- Cyber Risk Management - Phishing
- January 6, 2017 | Authors: Bradley J. Freedman; Katherine M. McNeill
- Law Firm: Borden Ladner Gervais LLP - Vancouver Office
- Recent events (e.g. the cyber-attacks on the Democratic National Committee during the recent United States election) are important reminders of the need for vigilance against one of the most common and successful kinds of cyber-attacks - phishing. Organizations should take appropriate technical and administrative precautions to protect against phishing attacks.
What is Phishing?
Phishing is the use of a fraudulent message that purports to be from a trusted source (e.g. a financial institution, government organization, online service, colleague or friend) designed to cause the recipient to inadvertently disclose sensitive information (e.g. passwords or credit card details) or install malware on their computing device. There are various kinds of phishing. For example:
- "Clone phishing" copies an actual message from a legitimate source but makes slight changes to the message (e.g. changes to embedded links or internet addresses) so that the message has a malicious effect (e.g. installs malware or connects to a spoofed website).
- "Spear phishing" uses a message that contains information specific to the recipient (e.g. information taken from the recipient's social media accounts or business websites) or purports to be from a sender personally known to the recipient (e.g. an executive from the recipient's organization) to gain the recipient's trust.
- "Whaling" is a form of spear phishing directed at a senior executive or other high-profile recipient (i.e. a big fish or whale).
Phishing is an attack vector designed to facilitate various forms of cybercrime, such as a ransomware attack, hacking to gain unauthorized access to information technology systems and data and financial fraud, which can result in significant loss and liability (e.g. business disruption, financial loss, loss to stakeholder value, reputational harm, trade secret disclosure and other competitive harm, legal noncompliance liability and civil liability to customers, business partners and other persons) to the victim organization and other persons.
Phishing is a serious threat because it works. PhishMe's Enterprise Phishing Susceptibility and Resiliency Report 2016 reported that 91% of cyber-attacks and resulting data breaches begin with a spear phishing email. Verizon's 2016 Data Breach Investigations Report reported that 30% of all targeted recipients opened a phishing message and 12% of recipients clicked on malicious attachments or links that enabled a cyber-attack to succeed.

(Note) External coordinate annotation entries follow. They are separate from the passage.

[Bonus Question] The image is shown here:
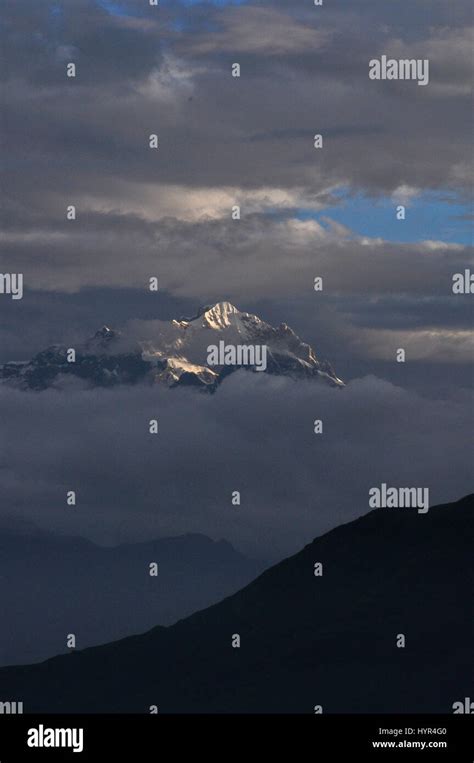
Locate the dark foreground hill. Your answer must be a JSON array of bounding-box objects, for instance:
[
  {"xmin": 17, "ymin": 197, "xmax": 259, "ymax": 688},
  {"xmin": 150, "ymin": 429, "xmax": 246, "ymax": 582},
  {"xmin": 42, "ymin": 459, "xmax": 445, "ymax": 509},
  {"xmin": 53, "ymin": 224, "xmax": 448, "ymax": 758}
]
[
  {"xmin": 0, "ymin": 525, "xmax": 264, "ymax": 666},
  {"xmin": 0, "ymin": 496, "xmax": 474, "ymax": 713}
]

Best Practices/Risk Management
Managing phishing risk requires an organization-wide, interdisciplinary effort with participation at all levels of an organization (e.g. executives, managers, employees and contract workers from all departments and disciplines). Following is a summary of some recommended practices to protect against and minimize impact of phishing attacks:
- Email Hygiene Technology: An organization should implement and regularly update email filters and anti- phishing software, promptly apply security patches and updates, and implement procedures for monitoring email traffic for suspicious activities.
- Policies/Procedures: An organization should establish, implement and regularly review and update reasonable policies/procedures for the acceptable use of email, messaging and information technology resources and the reporting of suspicious emails and messages.
- Education/Training: An organization should educate and train its personnel (including senior management and directors), during onboarding and at regular intervals afterward, to recognize and report suspicious emails and messages. An organization should consider conducting a phishing simulation as part of its training program.
- Network Structure/Security: An organization should structure its information technology systems, and implement strong security measures and internal access controls, to protect the systems and connected devices from a phishing attack and to minimize the harm/loss that can result from a successful phishing attack.
- Incident Response Plan: An organization should establish a cyber incident response plan that includes procedures and guidelines specific to a phishing attack and should use a testing, training and exercise program to help ensure that the incident response plan is up-to-date and the organization's personnel and information technology systems are in a state of readiness, so that the organization is able to respond to a phishing attack in a timely, effective and lawful manner.
Phishing attacks are a significant threat to organizations of all kinds, and present risks of significant loss and liability. Organizations should take appropriate precautions to protect against phishing attacks and to minimize the harm resulting from a successful attack.